Quale importanza può ora avere l'Europa League che lei non ha mai davvero amato?
«Negli ultimi tempi l'hanno valorizzata di più: però come la Coppa Italia rischia di togliere energie al campionato. Ma noi siamo il Napoli e il Napoli deve farsi sempre onore. Faremo di necessità virtù quindi giocheremo con tanti cambi e potremmo misurare il valore vero e totale degli acquisti che abbiamo fatto negli ultimi tempi»

La clausola da 8 milioni di Sarri la preoccupa? O vede un lungo futuro con lui?
«Mai preoccupato di nulla nella mia vita. Reja, Mazzarri, Donadoni, Benitez dal rapporto con noi si sono avvantaggiati. E anche il Sarri si è elevato al rango di allenatore di primo livello».

Quindi?
«Io sono un uomo concreto, se gli altri vogliono rimanere con me sono più che ben accetti. E Sarri in particolare perché è una persona perbene».

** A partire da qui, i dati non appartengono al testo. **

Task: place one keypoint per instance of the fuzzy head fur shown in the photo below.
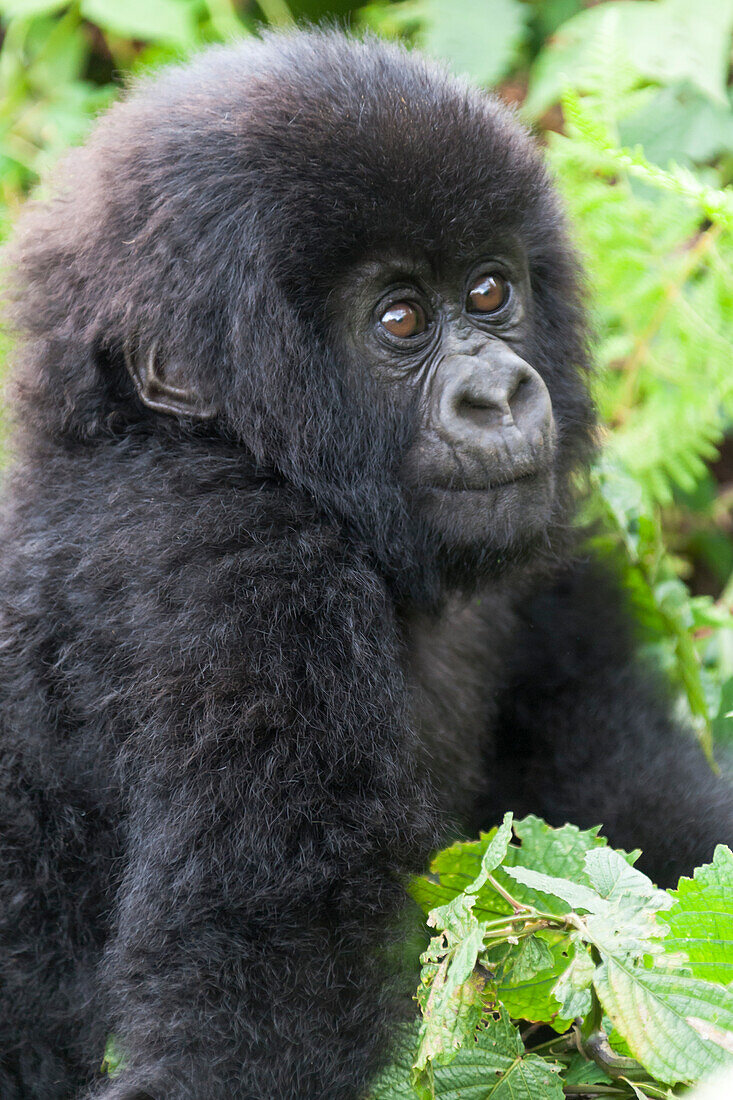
(210, 215)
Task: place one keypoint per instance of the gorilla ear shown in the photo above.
(162, 384)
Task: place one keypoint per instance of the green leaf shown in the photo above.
(151, 20)
(113, 1059)
(496, 1066)
(615, 880)
(666, 41)
(450, 1015)
(481, 43)
(532, 998)
(573, 893)
(560, 851)
(662, 1016)
(533, 956)
(572, 989)
(701, 919)
(494, 855)
(29, 9)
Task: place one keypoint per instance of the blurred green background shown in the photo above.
(632, 99)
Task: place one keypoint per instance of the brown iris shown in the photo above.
(488, 294)
(404, 319)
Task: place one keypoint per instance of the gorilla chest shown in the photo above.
(453, 666)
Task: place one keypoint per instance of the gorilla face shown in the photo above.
(451, 342)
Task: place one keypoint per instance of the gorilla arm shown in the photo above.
(586, 734)
(274, 812)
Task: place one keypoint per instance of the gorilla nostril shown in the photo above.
(483, 411)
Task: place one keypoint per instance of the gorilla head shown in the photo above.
(269, 246)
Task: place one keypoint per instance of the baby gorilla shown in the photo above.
(286, 584)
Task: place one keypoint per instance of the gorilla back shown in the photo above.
(285, 580)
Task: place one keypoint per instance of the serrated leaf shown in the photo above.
(652, 1010)
(450, 1015)
(494, 855)
(496, 1066)
(572, 988)
(615, 880)
(533, 956)
(573, 893)
(701, 919)
(532, 999)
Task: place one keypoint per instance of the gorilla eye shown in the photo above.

Arriva il mercato di gennaio: chi prende, presidente? 
«Per prima cosa, mi aspetto il ritorno di Milik. È come un toro dalle cui narici escono fiamme infuocate... il suo recupero darà un grosso aiuto a tutti. Inglese arriverà perché se dobbiamo giocare in Europa League, la Coppa Italia e il campionato più ne siamo e meglio è. Vogliamo rinforzarci anche sulle zone delle fasce laterali. Ma non è semplice perché a gennaio i migliori fanno fatica a muoversi».

Però c'è Vrsaljko che le piace? 
«Sì, ma è complicato. Il presidente dell'Atletico l'ho sentito al telefono da poco e mi ha detto che non me lo può dare adesso, ma a giugno perché anche loro hanno molte gare».

Nomi a parte, i settori del campo dove volete intervenire sono questi?
«Sì, non dobbiamo fare molto altro».